Uno de los principales argumentos para justificar el aborto apunta a la libertad de elegir, de tal forma que este supuesto derecho solo sería ejercido por quienes opten por él. Así, quienes no quieran abortar, que no lo hagan, pero que no impongan su opción a los demás.
La verdad es que hace rato que debiéramos haber caído en la cuenta que lo bueno y lo malo, o si se prefiere, los derechos humanos, no pueden depender de lo que unos piensen, crean o quieran de manera autónoma y completamente subjetiva, porque tal como “en gustos no hay nada escrito”, lo mismo pasa respecto de ideales, deseos o intereses. Es por eso que el fundamento debe ser más profundo.
Es como si un grupo abogara por restablecer la esclavitud, en atención a su gran interés en ello y que señalara que sólo se haría para ciertos casos (v.gr., para algunos condenados). Ante quienes reclamaran aduciendo “valores objetivos”, podrían contestar que todo es un asunto de libertad, y que si se oponen a esta medida, que no tengan esclavos, pero que no impongan su visión a otros.
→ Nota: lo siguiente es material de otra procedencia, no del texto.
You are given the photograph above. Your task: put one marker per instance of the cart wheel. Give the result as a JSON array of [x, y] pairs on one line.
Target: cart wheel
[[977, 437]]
Obviamente alguien podría decir que se trata de una comparación impropia, porque en el presente caso se puede “ver” al esclavo, no así al no nacido. Con todo, la tecnología actual casi permite “tocar” al que está por nacer.
Sin embargo, y más allá de libertades, intereses o “visibilidades”, lo que muchos alegarían respecto de la esclavitud, es que su legitimación no depende del capricho de algunos, ni siquiera de la mayoría, sino a un problema de concepto: la inherente igualdad y dignidad de todos los miembros de la especie humana, al margen de sus circunstancias. Por tanto, no solo darían igual esos intereses o libertades, sino que serían un fundamento ridículo para el fin que buscan.
Y este es el meollo del asunto: que un derecho humano tan esencial como la vida no puede quedar entregado ni depender de gustos o pareceres, pues estos cambian como el viento, sino de conceptos claros, objetivos y firmes, que tengan la virtud de soportar los vaivenes de los intereses de cada momento.
Por tanto, la clave es si todos los miembros de la especie humana, incluidos los no nacidos, son en verdad esencialmente iguales y merecedores de respeto, no por una concesión graciosa de quien debe respetarlos, sino por propio derecho.
En caso contrario, si algunos pretenden que ciertos seres humanos tengan derechos evidentes e indisponibles incluso para sí mismos (pues nadie puede hacerse esclavo, aunque quiera) y otros únicamente cuando convenga a las mayorías (los no nacidos), la contradicción no es solo evidente, sino que en el fondo, se está borrando con el codo lo que se escribe con la mano.